Au bout d’un certain temps, cette mare se dessèche à vue d’œil ; après s’être séparé du malt, qu’il a laissé au fond de la cuve, le wort se trouve pompé par la force gigantesque des machines dans les chaudières (coppers). Il est difficile d’imaginer quelque chose de plus imposant que ces vaisseaux de cuivre aux flancs caverneux, où, quand ils sont vides, la voix humaine produit un écho formidable, et où, quand ils sont pleins, le liquide bout avec un bruit de tempête[1]. Des ouvertures rondes à fleur de terre, ou creusées dans l’épaisseur des murs, fument de distance en distance comme des cratères : ce sont les bouches des coppers. Il y a quelques années, dans la brasserie Truman, Hanbury et Buxton, un homme se laissa tomber dans une de ces sombres cavités de liquide bouillant, où il disparut et périt à l’instant même. L’administration fit aussitôt écouler par les gouttières toute la cuvée, qui s’élevait à huit cents barils. Ce fut pour l’établissement une perte de 1,000 livres sterling. On laisse bouillir le wort durant plusieurs heures, et pendant qu’il est dans la chaudière, on y ajoute une certaine quantité de houblon. L’effet de cette plante est de parfumer la bière. On attribue cette qualité à une huile odorante qui, tout en communiquant à la bière une saveur amère et agréable, la conserve pendant des années. Les brasseurs houblonnent plus fortement la bière destinée à l’exportation que celle qui doit se consommer dans la métropole. Malgré ces vertus aromatiques, le houblon n’est employé dans les brasseries anglaises que depuis 1524; il est vrai qu’on y suppléait autrefois par des épices[2].

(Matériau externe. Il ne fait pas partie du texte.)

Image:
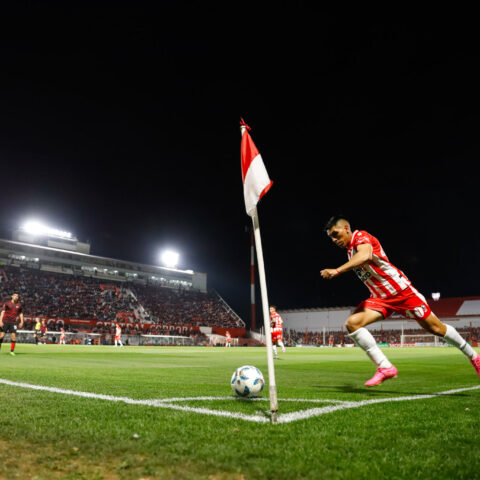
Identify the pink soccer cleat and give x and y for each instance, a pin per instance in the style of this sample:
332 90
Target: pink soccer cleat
381 375
476 364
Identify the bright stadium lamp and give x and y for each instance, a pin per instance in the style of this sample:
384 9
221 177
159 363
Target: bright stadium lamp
170 258
34 227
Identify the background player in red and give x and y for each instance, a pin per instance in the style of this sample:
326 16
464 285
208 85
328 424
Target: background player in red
62 336
390 291
43 332
11 310
276 324
118 335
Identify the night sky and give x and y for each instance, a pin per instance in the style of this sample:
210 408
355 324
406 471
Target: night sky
120 123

Il existe deux bières anglaises très renommées et très distinctes, l’ale et le porter. On croit communément que ces deux boissons exi-

  1. Il y a dans la brasserie Barclay et Perkins six coppers, dont chacun contient onze mille gallons d’eau. Le gallon est une mesure anglaise qui correspond à quatre litres. Il faut trente-six gallons pour faire un baril.
  2. Les ales épicés (spiced ales) sont célèbres dans la littérature écossaise du moyen âge. Même depuis la découverte du houblon, on a plus d’une fois cherché à lui substituer un équivalent. Une femme du nom de Johnson, qui tenait un public-house près d’Edimbourg au commencement du dernier siècle, s’était rendue célèbre par les qualités agréables et savoureuses de sa bière, qu’elle brassait elle-même. Au lieu de houblon, elle se servait des pousses amères du genêt. Je cite le fait parce que l’aie, la maison et la femme ont été chantés dans les poèmes d’Allan Ramsay.